From Here to There (Barry Altschul, Billy Bang and Joe Fonda)
is a collective improvisation that begins with one of Altschul´s powerful and creative drum solos, which then leads to an up-tempo rhythm that Altschul is a master at playing. As Fonda says: "It is fast, I mean very fast; hold on my friends".

Chan Chan (Compay Segundo)
is a tune that Bang brought to the FAB Trio and also performed with his own group. The song became known to the broader audiences as the first song to be heard on Buena Vista Social Club, the popular documentary film and album that introduced international audiences to the traditional forms of Cuban music and some of its performers. The FAB Trio often played "Chan Chan" as an encore. In their performance, you can hear the Latin music that both Bang and Altschul grew up with in the Bronx.
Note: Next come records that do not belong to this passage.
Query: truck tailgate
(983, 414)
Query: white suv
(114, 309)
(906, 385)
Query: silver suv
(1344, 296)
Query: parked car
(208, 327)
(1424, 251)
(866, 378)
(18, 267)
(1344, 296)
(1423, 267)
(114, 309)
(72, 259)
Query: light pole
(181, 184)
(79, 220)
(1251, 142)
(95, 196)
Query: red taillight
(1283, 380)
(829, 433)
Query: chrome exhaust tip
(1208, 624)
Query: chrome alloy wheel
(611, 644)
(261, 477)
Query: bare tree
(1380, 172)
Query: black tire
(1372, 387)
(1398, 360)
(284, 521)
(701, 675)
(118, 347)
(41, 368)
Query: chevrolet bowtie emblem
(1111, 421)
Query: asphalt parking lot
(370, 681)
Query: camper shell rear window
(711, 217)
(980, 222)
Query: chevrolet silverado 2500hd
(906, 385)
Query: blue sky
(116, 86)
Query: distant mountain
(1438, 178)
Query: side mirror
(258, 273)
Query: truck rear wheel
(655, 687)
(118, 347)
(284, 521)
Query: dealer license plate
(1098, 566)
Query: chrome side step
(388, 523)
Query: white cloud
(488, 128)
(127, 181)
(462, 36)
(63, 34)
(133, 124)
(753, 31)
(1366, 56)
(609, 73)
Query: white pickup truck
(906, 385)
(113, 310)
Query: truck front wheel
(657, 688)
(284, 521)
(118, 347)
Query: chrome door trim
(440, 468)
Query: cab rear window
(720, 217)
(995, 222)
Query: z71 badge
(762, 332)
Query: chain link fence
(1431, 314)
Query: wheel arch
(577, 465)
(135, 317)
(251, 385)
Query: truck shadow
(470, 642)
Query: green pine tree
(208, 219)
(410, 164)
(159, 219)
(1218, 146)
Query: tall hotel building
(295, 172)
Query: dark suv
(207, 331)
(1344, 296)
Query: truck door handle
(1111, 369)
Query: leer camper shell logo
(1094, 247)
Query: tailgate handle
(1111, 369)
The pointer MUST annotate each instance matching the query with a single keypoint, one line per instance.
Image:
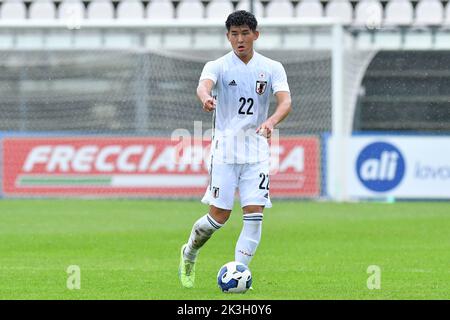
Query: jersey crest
(261, 87)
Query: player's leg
(220, 197)
(203, 229)
(250, 234)
(254, 193)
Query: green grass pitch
(309, 250)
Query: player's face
(241, 39)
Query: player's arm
(282, 110)
(204, 89)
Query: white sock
(249, 239)
(201, 231)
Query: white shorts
(252, 180)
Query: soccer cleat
(186, 270)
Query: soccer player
(237, 88)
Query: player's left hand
(265, 129)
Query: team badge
(215, 192)
(261, 87)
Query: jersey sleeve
(279, 79)
(210, 71)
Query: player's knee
(220, 215)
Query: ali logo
(380, 167)
(261, 87)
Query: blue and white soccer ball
(234, 277)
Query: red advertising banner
(128, 166)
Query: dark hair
(241, 18)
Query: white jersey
(242, 92)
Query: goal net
(99, 122)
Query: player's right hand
(209, 104)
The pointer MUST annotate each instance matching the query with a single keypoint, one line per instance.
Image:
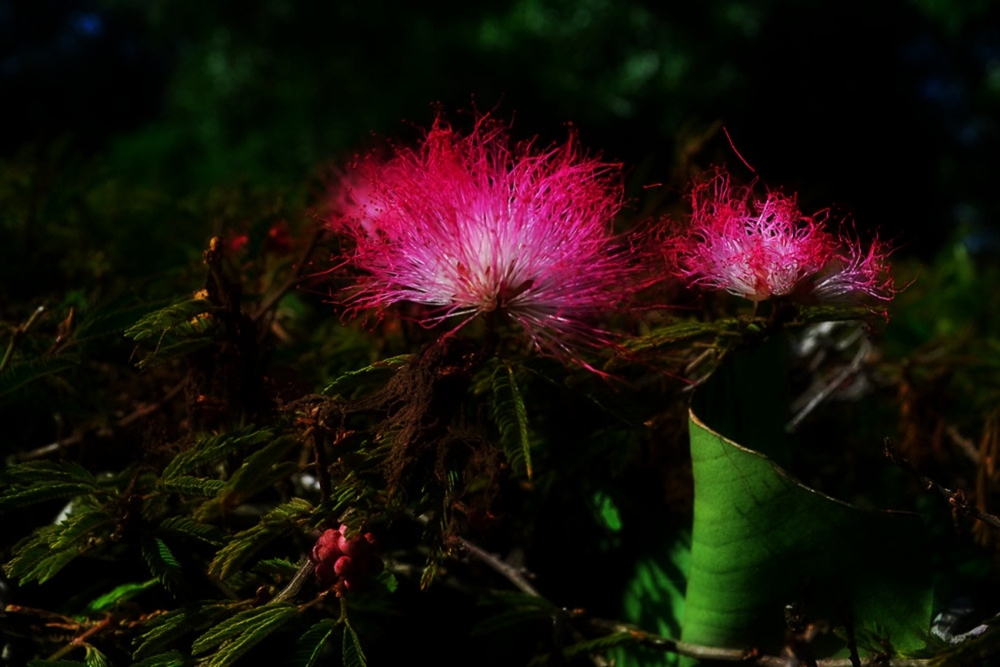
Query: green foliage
(168, 659)
(598, 646)
(654, 598)
(353, 655)
(49, 549)
(260, 470)
(165, 630)
(246, 543)
(181, 316)
(519, 609)
(761, 539)
(162, 564)
(120, 593)
(212, 449)
(40, 481)
(189, 528)
(511, 417)
(94, 658)
(310, 645)
(232, 638)
(353, 383)
(178, 329)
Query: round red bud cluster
(345, 564)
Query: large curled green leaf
(761, 540)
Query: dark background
(885, 109)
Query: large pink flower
(762, 248)
(470, 225)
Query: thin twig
(76, 438)
(513, 574)
(856, 363)
(957, 498)
(16, 336)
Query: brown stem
(957, 498)
(269, 302)
(75, 439)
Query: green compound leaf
(309, 647)
(511, 417)
(21, 373)
(654, 600)
(352, 383)
(246, 543)
(128, 591)
(353, 655)
(761, 540)
(237, 635)
(169, 659)
(162, 564)
(160, 321)
(165, 630)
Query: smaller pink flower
(345, 564)
(762, 248)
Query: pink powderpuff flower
(470, 225)
(762, 248)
A very different version of "Chan Chan", featuring two Latin percussionists, was also included on the Billy Bang Group´s recording Prayer for Peace (TUM CD 018).

History of Jazz in Reverse (Barry Altschul, Billy Bang and Joe Fonda)
begins with the FAB Trio´s collective improvisation, exploring once again the trio´s sound and textural possibilities. The song then moves into a deep swinging groove that exemplifies their connection to and relationship with the tradition of the music we call "Jazz".

One for Don Cherry (Billy Bang)
is a Billy Bang composition dedicated to someone he deeply loved, Don Cherry.

From the Waters of New Orleans (Barry Altschul, Billy Bang and Joe Fonda)
is a dedication to the culture of one of America´s greatest cities and the struggle of its people to survive and to rebuild after the waters rose too high and the levies broke.